Complice anche una progressiva e inevitabile transazione verso forme di energia più pulite e rinnovabili, alcuni dei colossi che operano nel mercato degli idrocarburi stanno sperimentando nuove forme di business: tra questi c’è anche Aramco, gruppo con sede in Arabia Saudita e prima compagnia petrolifera al mondo per volumi di produzione, che potrebbe aver trovato in Alphabet (la parent company di Google) un partner per diversificare la propria attività.
A parlare di una possibile collaborazione è un report comparso sulle pagine del Wall Street Journal, secondo il quale l’azienda saudita e quella californiana potrebbero unire le loro forze per la costruzione di data center nel paese arabo. Al momento non è chiaro a quali operazioni verrebbero destinate le infrastrutture, né a chi sarebbe affidata la gestione. A favorire la sinergia il principe Mohammad bin Salman Al Sa’ud, che ricopre anche gli incarichi di vice primo ministro e ministro della difesa, da sempre ammiratore delle realtà che operano nella Silicon Valley e determinato a portare alcune di queste competenze nel suo territorio.
Le trattative sarebbero in atto già da diversi mesi, con il coinvolgimento diretto di Larry Page, co-fondatore di Google e oggi CEO di Alphabet. Nessun dettaglio sull’entità dell’investimento economico necessario la concretizzazione di un progetto di questo tipo.

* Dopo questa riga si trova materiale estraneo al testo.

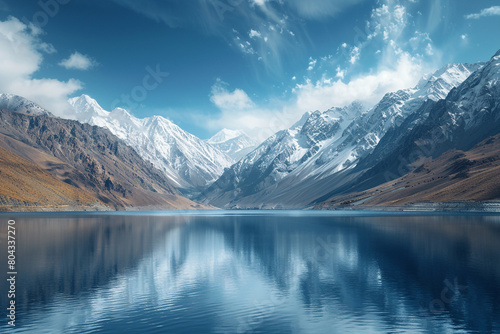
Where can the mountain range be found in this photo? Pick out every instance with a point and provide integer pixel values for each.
(189, 162)
(49, 162)
(319, 154)
(437, 141)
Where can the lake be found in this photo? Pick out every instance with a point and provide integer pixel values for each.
(254, 272)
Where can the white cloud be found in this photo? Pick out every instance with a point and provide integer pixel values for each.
(239, 111)
(21, 55)
(231, 101)
(403, 56)
(254, 33)
(314, 9)
(78, 61)
(368, 88)
(312, 64)
(491, 11)
(355, 54)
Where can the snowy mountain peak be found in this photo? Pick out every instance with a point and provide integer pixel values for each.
(440, 83)
(235, 143)
(19, 104)
(187, 160)
(87, 107)
(225, 135)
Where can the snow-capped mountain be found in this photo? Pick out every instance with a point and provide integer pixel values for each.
(282, 153)
(235, 143)
(19, 104)
(187, 160)
(468, 115)
(325, 144)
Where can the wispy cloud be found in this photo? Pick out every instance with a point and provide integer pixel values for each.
(398, 53)
(268, 31)
(21, 52)
(78, 61)
(491, 11)
(318, 9)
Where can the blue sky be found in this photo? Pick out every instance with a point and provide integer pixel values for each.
(256, 65)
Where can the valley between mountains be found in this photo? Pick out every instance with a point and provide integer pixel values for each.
(437, 142)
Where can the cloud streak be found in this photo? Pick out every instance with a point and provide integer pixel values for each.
(21, 52)
(78, 61)
(491, 11)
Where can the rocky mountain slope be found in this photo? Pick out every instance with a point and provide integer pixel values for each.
(88, 158)
(320, 153)
(188, 161)
(235, 143)
(455, 176)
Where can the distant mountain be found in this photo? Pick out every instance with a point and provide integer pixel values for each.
(320, 153)
(235, 143)
(468, 115)
(281, 155)
(20, 105)
(188, 161)
(89, 160)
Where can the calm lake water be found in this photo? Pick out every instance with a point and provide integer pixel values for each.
(274, 272)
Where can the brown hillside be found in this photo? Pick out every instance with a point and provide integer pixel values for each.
(470, 176)
(22, 183)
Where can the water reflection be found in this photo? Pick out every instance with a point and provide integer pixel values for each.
(257, 274)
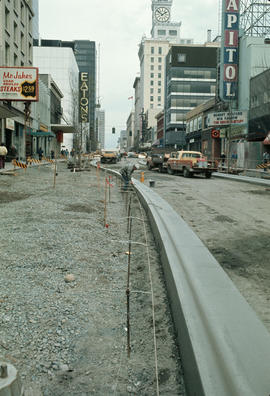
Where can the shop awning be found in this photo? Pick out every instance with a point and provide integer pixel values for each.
(8, 111)
(42, 134)
(63, 128)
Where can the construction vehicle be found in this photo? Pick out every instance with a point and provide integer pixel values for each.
(190, 163)
(108, 157)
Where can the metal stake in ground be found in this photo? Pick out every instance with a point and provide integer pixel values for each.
(128, 291)
(105, 201)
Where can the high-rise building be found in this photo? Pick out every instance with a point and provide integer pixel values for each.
(16, 49)
(190, 81)
(61, 64)
(152, 54)
(85, 55)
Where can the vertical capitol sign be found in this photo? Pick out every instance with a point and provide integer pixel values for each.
(83, 97)
(229, 50)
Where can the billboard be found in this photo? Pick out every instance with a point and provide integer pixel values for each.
(19, 84)
(227, 118)
(83, 97)
(229, 50)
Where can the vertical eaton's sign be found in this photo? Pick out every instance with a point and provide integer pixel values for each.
(84, 97)
(229, 50)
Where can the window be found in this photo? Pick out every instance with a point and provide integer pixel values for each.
(181, 58)
(7, 18)
(22, 13)
(15, 60)
(15, 32)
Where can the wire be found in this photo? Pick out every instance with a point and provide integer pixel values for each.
(153, 300)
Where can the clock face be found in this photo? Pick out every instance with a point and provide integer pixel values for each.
(162, 14)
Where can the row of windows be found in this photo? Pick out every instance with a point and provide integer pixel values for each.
(193, 73)
(152, 90)
(189, 101)
(152, 82)
(153, 68)
(22, 15)
(14, 59)
(194, 87)
(152, 75)
(159, 50)
(153, 59)
(164, 32)
(152, 98)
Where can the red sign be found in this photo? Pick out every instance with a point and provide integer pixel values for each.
(215, 133)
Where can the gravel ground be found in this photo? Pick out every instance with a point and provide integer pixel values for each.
(63, 290)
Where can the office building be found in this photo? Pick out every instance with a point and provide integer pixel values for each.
(16, 49)
(190, 81)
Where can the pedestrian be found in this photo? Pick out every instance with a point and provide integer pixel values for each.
(13, 152)
(266, 159)
(126, 173)
(3, 153)
(223, 157)
(40, 153)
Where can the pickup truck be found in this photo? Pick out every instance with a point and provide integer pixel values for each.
(189, 163)
(108, 157)
(157, 160)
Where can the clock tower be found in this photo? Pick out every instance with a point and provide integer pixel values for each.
(161, 11)
(162, 27)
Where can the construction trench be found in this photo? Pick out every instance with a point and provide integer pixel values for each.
(83, 300)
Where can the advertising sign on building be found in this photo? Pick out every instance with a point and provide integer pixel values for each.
(229, 50)
(10, 124)
(19, 84)
(227, 118)
(83, 97)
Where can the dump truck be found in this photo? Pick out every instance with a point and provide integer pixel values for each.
(108, 157)
(189, 163)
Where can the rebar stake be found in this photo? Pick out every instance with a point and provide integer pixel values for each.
(128, 291)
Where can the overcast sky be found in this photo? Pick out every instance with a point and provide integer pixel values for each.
(118, 26)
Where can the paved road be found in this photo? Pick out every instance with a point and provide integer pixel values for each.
(233, 220)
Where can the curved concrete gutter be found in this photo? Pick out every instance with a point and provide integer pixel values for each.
(225, 348)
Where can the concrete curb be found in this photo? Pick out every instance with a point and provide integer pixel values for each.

Un eventuale simile accordo costituirebbe senza alcun dubbio un’opportunità per bigG, che potrebbe così rafforzare la propria presenza in un territorio ad alto potenziale come quello saudita, già adocchiato anche dal concorrente Amazon per la realizzazione di soluzioni basate sul cloud. La reticenza finora manifestata dai giganti hi-tech nel realizzare data center nell’area è giustificata dalle policy che non garantiscono un adeguato livello di tutela per privacy e dati personali: basti pensare che per l’accesso alle informazioni riguardanti gli utenti le forze dell’ordine non hanno necessità di un’ordine del tribunale come avviene invece negli Stati Uniti o in Europa.